Procrastinators – the Leaders of Tomorrow

Procrastinators – the Leaders of Tomorrow

Is there anything that has promised so much, but delivered so little as procrastination? Some delays are dangerous, while others are absolutely damnable? Procrastination has been aptly called, “the Devil’s chloroform,” or “spiritual suicide on the installment plan.” Procrastination blinds us to the opportunities and blessings of today, promising action “tomorrow.” There is a wealth of wisdom in Proverbs 27:1, “Boast not thyself of tomorrow; For thou knowest not what a day may bring forth.” Procrastination undoubtedly costs souls – the souls of others and perhaps even our own.

Procrastination has to do with putting off things intentionally and habitually that ought to be done. But the time eventually comes when we are fresh out of “later.” Yet such delays are common for many, and it is easy to offer excuses for putting matters of real priority off. Someone once penned, “Procrastination is my sin: It brings me only sorrow: I know that I should stop it, In fact, I will – tomorrow.” Our love for God (Mark 12:30), our determination to seek first His kingdom and righteousness (Matt. 6:33), and our genuine concern for the souls of men (2 Cor. 5:14) should motivate us to take great pains to avoid the sins of procrastination.

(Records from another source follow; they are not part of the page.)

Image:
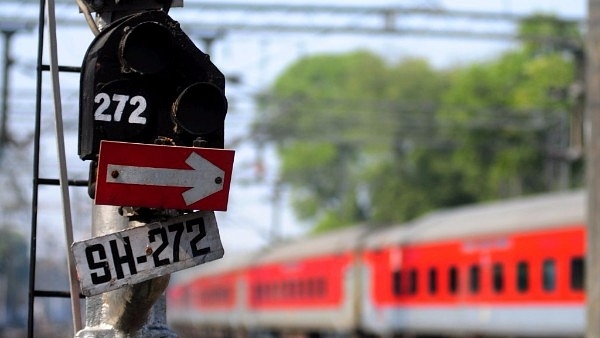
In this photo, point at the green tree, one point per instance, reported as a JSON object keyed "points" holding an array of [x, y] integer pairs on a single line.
{"points": [[362, 140], [335, 117]]}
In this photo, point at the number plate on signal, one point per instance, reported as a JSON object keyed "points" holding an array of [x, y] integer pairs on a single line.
{"points": [[134, 255]]}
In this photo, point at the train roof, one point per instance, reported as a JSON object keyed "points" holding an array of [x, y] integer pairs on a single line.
{"points": [[518, 214]]}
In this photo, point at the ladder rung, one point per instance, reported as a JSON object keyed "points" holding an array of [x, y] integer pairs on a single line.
{"points": [[55, 294], [55, 181], [69, 69]]}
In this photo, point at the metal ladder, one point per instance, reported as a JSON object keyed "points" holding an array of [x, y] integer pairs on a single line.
{"points": [[47, 20]]}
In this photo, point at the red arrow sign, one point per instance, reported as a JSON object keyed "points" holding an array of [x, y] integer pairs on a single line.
{"points": [[159, 176]]}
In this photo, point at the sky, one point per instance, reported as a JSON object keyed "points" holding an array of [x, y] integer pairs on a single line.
{"points": [[256, 58]]}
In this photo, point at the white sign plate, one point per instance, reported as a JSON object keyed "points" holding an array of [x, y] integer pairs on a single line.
{"points": [[134, 255]]}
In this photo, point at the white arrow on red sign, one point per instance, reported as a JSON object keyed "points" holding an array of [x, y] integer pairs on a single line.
{"points": [[131, 174]]}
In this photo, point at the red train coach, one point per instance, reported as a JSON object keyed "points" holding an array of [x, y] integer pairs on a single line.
{"points": [[507, 268], [510, 268]]}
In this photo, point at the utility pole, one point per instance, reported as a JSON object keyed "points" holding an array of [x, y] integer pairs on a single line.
{"points": [[592, 136], [7, 33]]}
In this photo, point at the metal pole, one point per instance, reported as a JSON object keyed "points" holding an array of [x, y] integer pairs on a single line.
{"points": [[4, 137], [592, 136], [64, 184], [133, 311]]}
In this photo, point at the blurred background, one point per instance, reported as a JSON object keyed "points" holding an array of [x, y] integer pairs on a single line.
{"points": [[351, 112]]}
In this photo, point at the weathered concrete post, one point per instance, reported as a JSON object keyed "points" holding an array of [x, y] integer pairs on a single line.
{"points": [[133, 311]]}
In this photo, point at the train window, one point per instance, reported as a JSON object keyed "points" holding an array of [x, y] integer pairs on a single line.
{"points": [[412, 281], [397, 283], [549, 274], [320, 290], [474, 271], [498, 277], [453, 279], [577, 273], [522, 276], [432, 280]]}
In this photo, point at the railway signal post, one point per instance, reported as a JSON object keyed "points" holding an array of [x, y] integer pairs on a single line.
{"points": [[151, 106]]}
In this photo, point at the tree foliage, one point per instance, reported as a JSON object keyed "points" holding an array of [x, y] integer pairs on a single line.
{"points": [[363, 140]]}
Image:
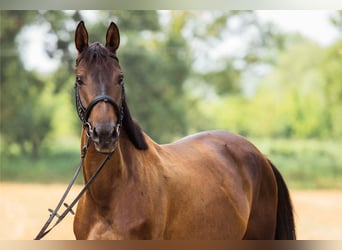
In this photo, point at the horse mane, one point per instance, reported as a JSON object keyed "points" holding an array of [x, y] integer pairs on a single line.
{"points": [[96, 53], [132, 129]]}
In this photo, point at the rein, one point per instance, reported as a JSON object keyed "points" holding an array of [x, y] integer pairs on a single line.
{"points": [[54, 213], [84, 114]]}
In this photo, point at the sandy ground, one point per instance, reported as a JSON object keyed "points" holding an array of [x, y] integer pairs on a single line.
{"points": [[23, 211]]}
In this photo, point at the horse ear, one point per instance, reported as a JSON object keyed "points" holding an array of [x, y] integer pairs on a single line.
{"points": [[81, 37], [112, 38]]}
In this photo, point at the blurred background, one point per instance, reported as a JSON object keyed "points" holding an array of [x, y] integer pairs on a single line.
{"points": [[274, 77]]}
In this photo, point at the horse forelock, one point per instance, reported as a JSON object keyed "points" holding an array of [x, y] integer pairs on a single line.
{"points": [[96, 54]]}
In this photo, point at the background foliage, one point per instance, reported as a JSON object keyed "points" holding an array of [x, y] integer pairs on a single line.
{"points": [[281, 90]]}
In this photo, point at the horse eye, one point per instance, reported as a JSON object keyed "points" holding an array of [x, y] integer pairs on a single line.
{"points": [[121, 80], [79, 80]]}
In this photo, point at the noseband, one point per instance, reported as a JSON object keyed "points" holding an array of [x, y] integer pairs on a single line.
{"points": [[84, 113]]}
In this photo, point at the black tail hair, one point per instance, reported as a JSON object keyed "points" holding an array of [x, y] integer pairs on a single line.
{"points": [[285, 229], [132, 129]]}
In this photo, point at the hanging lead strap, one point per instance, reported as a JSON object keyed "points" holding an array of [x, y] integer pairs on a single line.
{"points": [[54, 213]]}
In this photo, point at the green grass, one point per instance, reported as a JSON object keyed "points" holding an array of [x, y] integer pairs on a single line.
{"points": [[305, 164], [56, 165]]}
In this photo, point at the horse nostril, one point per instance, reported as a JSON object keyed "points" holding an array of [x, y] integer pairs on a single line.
{"points": [[115, 133]]}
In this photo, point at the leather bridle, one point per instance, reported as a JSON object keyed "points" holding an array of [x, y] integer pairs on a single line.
{"points": [[84, 113]]}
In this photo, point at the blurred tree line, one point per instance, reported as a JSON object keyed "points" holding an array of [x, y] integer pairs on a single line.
{"points": [[275, 85]]}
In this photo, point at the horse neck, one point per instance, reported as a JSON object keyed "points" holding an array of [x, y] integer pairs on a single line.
{"points": [[117, 171]]}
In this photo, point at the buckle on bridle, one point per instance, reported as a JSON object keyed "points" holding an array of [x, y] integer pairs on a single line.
{"points": [[88, 128]]}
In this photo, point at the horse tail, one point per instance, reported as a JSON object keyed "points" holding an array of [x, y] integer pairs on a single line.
{"points": [[285, 228]]}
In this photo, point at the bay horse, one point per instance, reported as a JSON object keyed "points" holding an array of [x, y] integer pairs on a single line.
{"points": [[210, 185]]}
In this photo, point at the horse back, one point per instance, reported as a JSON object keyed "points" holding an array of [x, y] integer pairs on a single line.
{"points": [[222, 178]]}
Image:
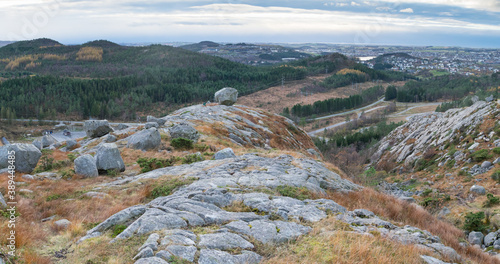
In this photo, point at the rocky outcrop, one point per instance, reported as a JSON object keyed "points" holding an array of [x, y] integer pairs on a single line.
{"points": [[226, 96], [86, 166], [159, 121], [26, 156], [478, 189], [44, 142], [183, 130], [476, 238], [97, 128], [71, 144], [244, 126], [108, 158], [220, 184], [149, 125], [226, 153], [3, 204], [147, 139], [408, 142]]}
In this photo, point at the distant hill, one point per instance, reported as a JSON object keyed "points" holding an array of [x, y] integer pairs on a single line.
{"points": [[4, 43], [247, 53], [27, 46], [103, 79], [382, 58], [200, 46], [102, 43]]}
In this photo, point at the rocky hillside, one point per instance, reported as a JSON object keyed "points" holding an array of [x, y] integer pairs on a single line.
{"points": [[214, 183], [450, 162], [474, 127]]}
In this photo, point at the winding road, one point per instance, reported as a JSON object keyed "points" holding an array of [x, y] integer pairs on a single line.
{"points": [[314, 133]]}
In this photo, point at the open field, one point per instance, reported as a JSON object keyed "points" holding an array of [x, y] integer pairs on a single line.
{"points": [[276, 98]]}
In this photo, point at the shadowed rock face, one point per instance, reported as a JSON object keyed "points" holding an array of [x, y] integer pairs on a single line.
{"points": [[147, 139], [184, 131], [96, 128], [226, 96], [244, 126], [221, 183], [108, 158], [86, 166], [26, 156], [412, 139]]}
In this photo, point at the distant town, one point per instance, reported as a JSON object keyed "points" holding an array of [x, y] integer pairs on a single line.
{"points": [[426, 61]]}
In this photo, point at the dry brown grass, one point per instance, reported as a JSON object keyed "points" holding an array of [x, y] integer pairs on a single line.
{"points": [[65, 199], [408, 214], [274, 99], [331, 242]]}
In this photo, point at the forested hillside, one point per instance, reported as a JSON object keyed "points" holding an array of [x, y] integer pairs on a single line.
{"points": [[43, 78], [451, 87]]}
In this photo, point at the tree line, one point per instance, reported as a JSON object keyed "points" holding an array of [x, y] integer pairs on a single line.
{"points": [[450, 87], [333, 105]]}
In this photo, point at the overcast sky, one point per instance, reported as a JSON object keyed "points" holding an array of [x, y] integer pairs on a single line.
{"points": [[472, 23]]}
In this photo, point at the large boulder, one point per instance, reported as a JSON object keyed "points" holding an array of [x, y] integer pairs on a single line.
{"points": [[226, 153], [71, 144], [159, 121], [149, 125], [26, 156], [226, 96], [145, 140], [478, 189], [86, 166], [97, 128], [184, 131], [48, 140], [108, 158]]}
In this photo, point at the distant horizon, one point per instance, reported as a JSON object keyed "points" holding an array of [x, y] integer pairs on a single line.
{"points": [[256, 42], [465, 23]]}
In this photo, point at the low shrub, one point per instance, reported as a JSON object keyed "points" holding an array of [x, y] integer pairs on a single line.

The work of God gives many examples of procrastination. Despite God’s instruction, Lot “lingered” in Sodom until the Lord mercifully had His angels take him and his family outside of the city to flee the destruction to come. In Exodus 8:10, when Pharaoh was asked when Egypt was to be delivered from the plague of frogs, his response was “tomorrow.” In Haggai 1:1-11, God’s people are rebuked for procrastinating in the rebuilding of God’s house while they lived in ice homes. The people were told by the Lord, “Consider your ways.” The foolish virgins of Matthew 25: 1-13 are classic examples of procrastination and unpreparedness. And then there is Felix. As Paul spoke to him, “he reasoned of righteousness, and self-control, and the judgment to come” (Acts 24:25). Felix procrastinated. He “was terrified, and answered, Go thy way for this time; and when I have convenient season, I will call thee unto me.”

The word of God encourages all to avoid the plague of procrastination. It would be wonderful if every child of God better applied Psalm 119:60, “I made haste, and delayed not, To observe thy commandments.” Our Lord said, “We must work the works of Him that sent me, while it is day: the night cometh, when no man can work” (John 9:4). Surely there is a sobering reminder in this verse for all of us regarding our own lives too. There must be a sense of urgency when it comes to the will and the work of God. Ecclesiastes 11:4 offers tis counsel: “He that observes the wind shall not sow; and he that regards the clouds shall not reap.” Excuses and procrastination are leading causes of spiritual crop failure! (cf. Rom. 1:13; Gal. 5:22-23)

Scripture repeatedly emphasizes the importance of today (2 Cor. 6:1-2; Heb. 3:7,13). The great tragedy of procrastination is that it causes us to fail to fully appreciate the value of today. When we see each day of life as a stewardship, a gift and a sacred trust (2 Cor. 4:1-2; James 1:17), our daily activities will show it. When we contemplate that we will give an account to the Lord for the way we managed His Blessings, the sin of procrastination becomes even more evident (2 Cor. 5:10). Truly, the best way for us as Christians to make dreams come true regarding life’s most important matters is to wake up from the slumber of delay.